The shot of Dr. Secare resurfacing out of the water was created by the visual effects unit. Actor Simon Webb was raised up on a crane under the water, which had been levered so that he could "actually" be raised out of the bay. According to Goodwin, the timing was not quite right, but that failed shot "worked" on a different level and proved to be a "fascinating shot". The scene had to be re-shot later, however. When filming the episode the production crew did not know that Webb had a phobia towards water. The first test shot of Scully removing the alien fetus doll from liquid nitrogen went right, but under the hot studio lights the model started falling apart, leading the following take to flash the lighting in another direction.

== Reception ==
This episode earned a Nielsen rating of 8.8, with a 16 share. It was viewed by 8.3 million households, making it the most viewed episode of the first season. The Mystery Writers of America nominated "The Erlenmeyer Flask" for an Edgar Award in the Best Episode in a TV Series category; the eventual recipient of the award was "Simone Says" of NYPD Blue. John Keegan from Critical Myth gave the episode 9 out of 10, saying it was "the perfect ending to the first season" and a good introduction to The X-Files mythology. Manuel Medoza from The Dallas Morning News said the episode was able to blend "absolutely chilling" moments with "completely silly" moments "at the same time". Entertainment Weekly writer Bruce Fretts concluded that the death of "Deep Throat" made the character "very real".

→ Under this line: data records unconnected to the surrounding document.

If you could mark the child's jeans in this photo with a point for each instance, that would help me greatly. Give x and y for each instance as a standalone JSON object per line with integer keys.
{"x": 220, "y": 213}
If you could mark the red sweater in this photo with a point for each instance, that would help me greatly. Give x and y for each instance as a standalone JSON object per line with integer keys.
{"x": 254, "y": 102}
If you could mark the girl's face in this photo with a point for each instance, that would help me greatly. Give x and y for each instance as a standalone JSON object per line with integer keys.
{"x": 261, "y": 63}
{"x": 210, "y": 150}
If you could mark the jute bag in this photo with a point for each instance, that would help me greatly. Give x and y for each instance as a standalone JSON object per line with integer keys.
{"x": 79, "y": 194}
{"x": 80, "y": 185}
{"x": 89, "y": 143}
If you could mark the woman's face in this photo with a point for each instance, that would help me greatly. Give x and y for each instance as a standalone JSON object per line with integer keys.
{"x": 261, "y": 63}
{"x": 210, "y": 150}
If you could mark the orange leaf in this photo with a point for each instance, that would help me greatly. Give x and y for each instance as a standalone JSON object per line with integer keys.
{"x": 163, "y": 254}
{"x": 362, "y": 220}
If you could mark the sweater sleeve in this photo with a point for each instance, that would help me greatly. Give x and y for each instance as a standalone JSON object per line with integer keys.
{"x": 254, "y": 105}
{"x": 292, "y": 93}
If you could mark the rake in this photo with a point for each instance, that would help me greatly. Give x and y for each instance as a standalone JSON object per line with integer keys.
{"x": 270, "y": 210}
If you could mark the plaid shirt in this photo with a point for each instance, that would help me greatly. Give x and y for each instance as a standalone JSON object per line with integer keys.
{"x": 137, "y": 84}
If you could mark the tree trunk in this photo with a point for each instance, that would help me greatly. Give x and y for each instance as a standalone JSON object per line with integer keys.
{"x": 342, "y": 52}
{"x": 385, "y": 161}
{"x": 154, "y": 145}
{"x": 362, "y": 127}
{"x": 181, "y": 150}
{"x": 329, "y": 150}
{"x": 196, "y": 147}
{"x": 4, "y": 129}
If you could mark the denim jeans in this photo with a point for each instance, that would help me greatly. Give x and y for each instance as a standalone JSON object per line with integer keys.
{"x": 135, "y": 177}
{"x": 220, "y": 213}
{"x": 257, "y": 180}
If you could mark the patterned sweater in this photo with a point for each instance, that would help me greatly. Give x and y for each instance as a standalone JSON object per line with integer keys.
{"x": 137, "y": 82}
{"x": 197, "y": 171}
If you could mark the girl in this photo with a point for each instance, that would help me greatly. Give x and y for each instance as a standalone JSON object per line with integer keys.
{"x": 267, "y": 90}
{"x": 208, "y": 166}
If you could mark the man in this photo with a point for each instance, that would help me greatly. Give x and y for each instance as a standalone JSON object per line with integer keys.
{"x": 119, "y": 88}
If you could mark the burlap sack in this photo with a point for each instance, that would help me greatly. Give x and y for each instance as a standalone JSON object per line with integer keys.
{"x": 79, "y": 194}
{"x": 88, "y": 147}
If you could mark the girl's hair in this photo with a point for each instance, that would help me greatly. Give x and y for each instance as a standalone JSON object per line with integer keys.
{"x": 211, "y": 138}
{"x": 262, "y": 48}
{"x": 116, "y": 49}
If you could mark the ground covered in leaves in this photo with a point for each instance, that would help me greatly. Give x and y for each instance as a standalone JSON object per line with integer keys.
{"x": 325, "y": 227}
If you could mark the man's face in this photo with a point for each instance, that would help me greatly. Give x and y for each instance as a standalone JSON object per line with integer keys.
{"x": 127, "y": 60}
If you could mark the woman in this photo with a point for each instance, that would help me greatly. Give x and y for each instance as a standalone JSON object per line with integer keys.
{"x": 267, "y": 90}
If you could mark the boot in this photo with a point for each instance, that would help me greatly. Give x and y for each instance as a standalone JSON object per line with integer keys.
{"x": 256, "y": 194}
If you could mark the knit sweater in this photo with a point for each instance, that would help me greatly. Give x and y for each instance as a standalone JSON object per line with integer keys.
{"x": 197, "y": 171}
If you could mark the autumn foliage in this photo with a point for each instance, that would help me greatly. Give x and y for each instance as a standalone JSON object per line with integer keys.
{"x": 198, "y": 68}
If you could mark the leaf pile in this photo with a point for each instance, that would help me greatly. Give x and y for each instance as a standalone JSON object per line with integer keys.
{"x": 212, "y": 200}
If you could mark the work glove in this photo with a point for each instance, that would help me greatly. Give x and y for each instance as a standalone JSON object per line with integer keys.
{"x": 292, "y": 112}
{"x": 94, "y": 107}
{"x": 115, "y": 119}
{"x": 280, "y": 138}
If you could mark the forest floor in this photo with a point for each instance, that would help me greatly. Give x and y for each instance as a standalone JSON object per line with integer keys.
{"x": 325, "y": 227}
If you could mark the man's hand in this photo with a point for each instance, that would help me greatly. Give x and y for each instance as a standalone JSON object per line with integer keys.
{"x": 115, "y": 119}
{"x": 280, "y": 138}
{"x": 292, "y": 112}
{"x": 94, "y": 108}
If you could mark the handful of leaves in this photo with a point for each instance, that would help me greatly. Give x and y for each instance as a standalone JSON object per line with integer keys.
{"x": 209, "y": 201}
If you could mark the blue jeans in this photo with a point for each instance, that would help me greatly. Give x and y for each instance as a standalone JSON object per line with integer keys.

Crew members have also reacted positively towards the episode. Carter said of the episode: The Erlenmeyer Flask' brings back nothing but good memories. It just has terrific images in it; it really brought the series in its first year full circle. It was successful in doing what we wanted to do, which was to close down the X-Files. It shocked a lot of people". Goodwin commented: "Everything about that episode is absolutely first class. The acting, the art direction, the camera work. There's nothing in it that isn't the best you can get, and that's really a credit to a lot of very talented people". The episode introduced many concepts and themes that would appear in the mythology episodes for the show throughout the years including genetic experiments, alien-human hybrids, toxic alien blood, government conspiracies, alien fetuses and deadly assassins.